7 thoughts on “Impact of TPP on U.S. Textile and Apparel Manufacturing: A Preliminary Estimation”

  1. Yarn-forward seemed to me to be the best course of action, but this analysis looks to show otherwise. Although, I think that if an analysis of fabric forward was done, the numbers would be even worse. Are there any policy options where U.S. manufacturing is not negatively affected?

    As to the four scenarios: Which scenario do you feel is most likely to happen?

    1. Personally I feel there are misunderstandings about the yarn-forward rule in TPP, especially in the media discussion. TPP presents a much more complicated situation than NAFTA and CAFTA. On the other hand, the commercial interests of the U.S. textile industry have become broader and more diversified. Manufacturing is just part of the industry activity.
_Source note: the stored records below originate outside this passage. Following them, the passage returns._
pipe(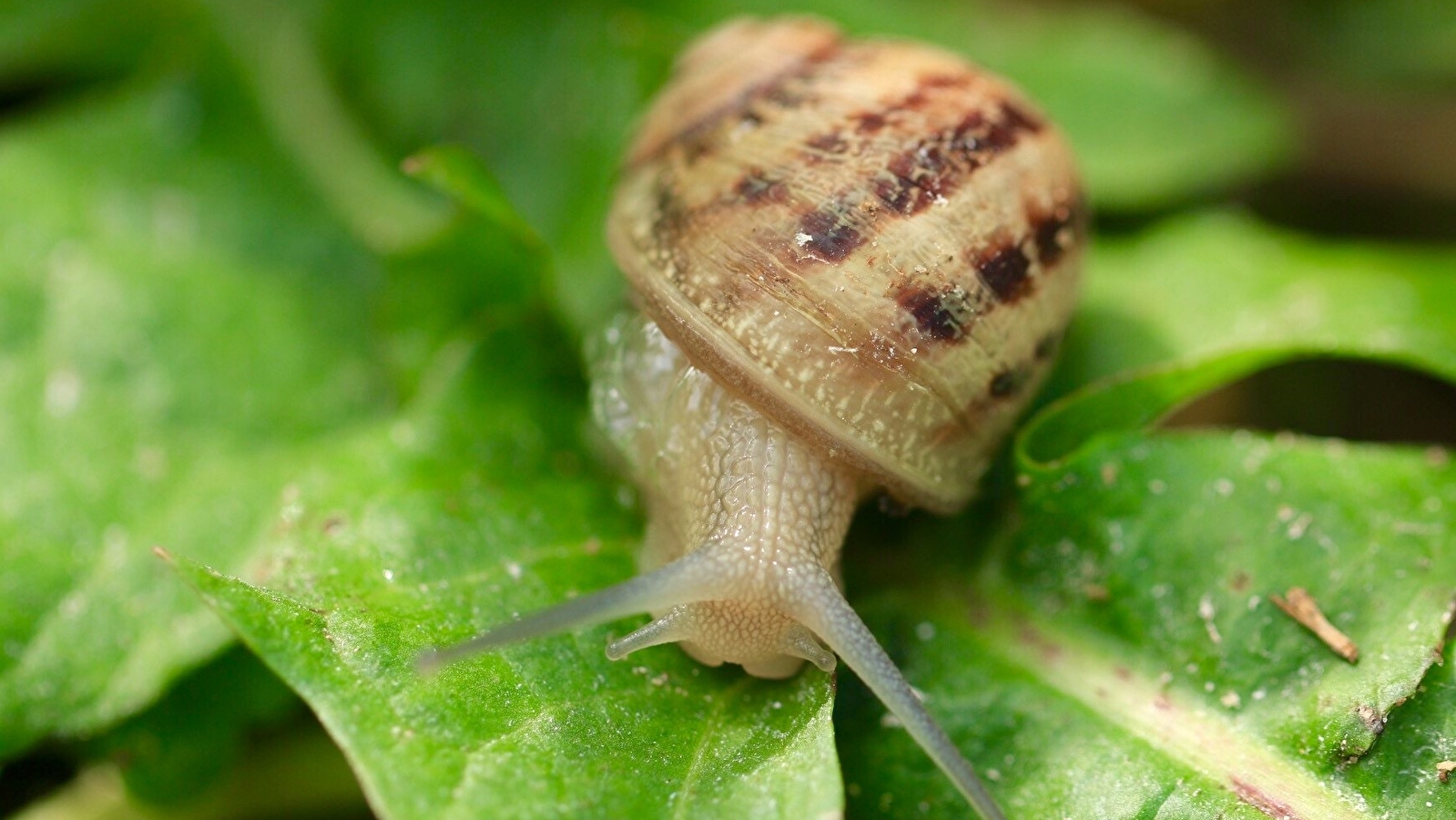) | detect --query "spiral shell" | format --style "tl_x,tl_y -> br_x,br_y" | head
607,19 -> 1084,511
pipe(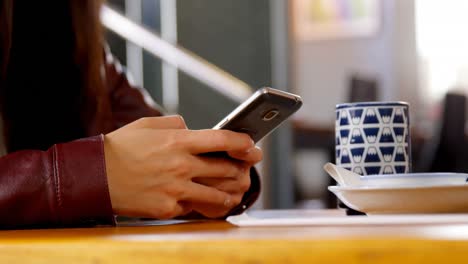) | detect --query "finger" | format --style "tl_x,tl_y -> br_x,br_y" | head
192,195 -> 242,218
135,115 -> 187,129
184,129 -> 254,154
193,173 -> 250,194
228,146 -> 263,165
156,202 -> 187,220
180,182 -> 233,207
191,156 -> 246,179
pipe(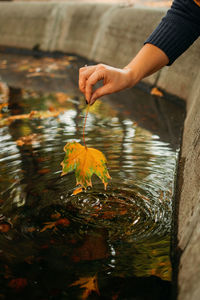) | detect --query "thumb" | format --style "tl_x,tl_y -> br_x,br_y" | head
90,84 -> 112,105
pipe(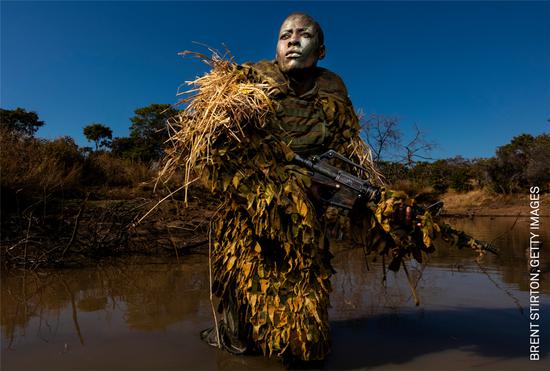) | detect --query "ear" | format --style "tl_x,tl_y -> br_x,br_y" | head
319,45 -> 326,59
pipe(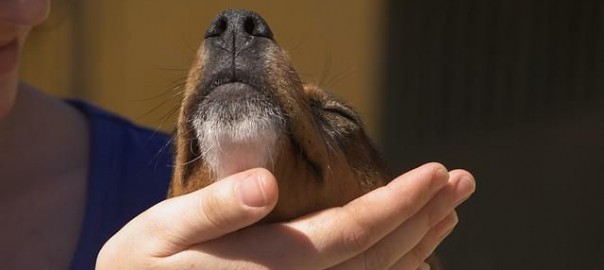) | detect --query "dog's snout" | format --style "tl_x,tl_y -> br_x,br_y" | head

  2. It can be seen that the TPP has been a worldwide debate for many years now and brings majors concerns for the Textile and Apparel Industry. I thought the yarn-forward rule might be beneficial in the way that it allows you duty free access for trading if the materials are coming from a TPP country, because this would encourage countries to buy their materials from the U.S After reading this article i can see why people might feel threatened if this agreement is enacted. The reason many of these fashion brands or retailers want to abandon the yarn-forward rule of origin is because of the overall expense of these different yarns and fibers. They do not want to agree or support with anything that is going on if it is going to cost them more money than they are already paying to make these textiles. Many also don’t support it for the reason that some retailers want to be able to import yarns and apparel from other producers even if the textiles are not made in the U.S but unfortunately for them they wont qualify for the duty-free treatment so they feel it is pointless to even support it. It is understandable for these retailers to see the TPP as a threat, they do not want to have a limit on their imports or where they are able to get them from.

  3. I agree with the double transformation rule that the Euratex supports. I feel it is a better and more lenient choice due to the fact that it is equivalent to the fabric forward rule which is less restrictive than the yarn forward rule. I feel people would be more content as well as happy if this rule was in acted because people in the apparel industry would have duty free access to materials and goods from any countries not only the TPP countries. I don’t think that the value added rule will be successful though because it is unrealistic in a way. The reason i believe this is because the value of these products used in spinning or weaving will just make it that much more difficult to calculate the value added at the end. It is also uncontrollable in the way that it can be influenced and or changed by many factors like raw materials which is something that is just out of your hands and makes it harder to deal with.

  4. In addition to a yarn forward rule of origin, I would expect to see extended staging down periods rather than immediate zero-for-zero reductions on day one. This agreement also presents some unique challenges given the number of countries which could include cumulation from fellow trading partners including those with whom the US already has an existing FTA in place.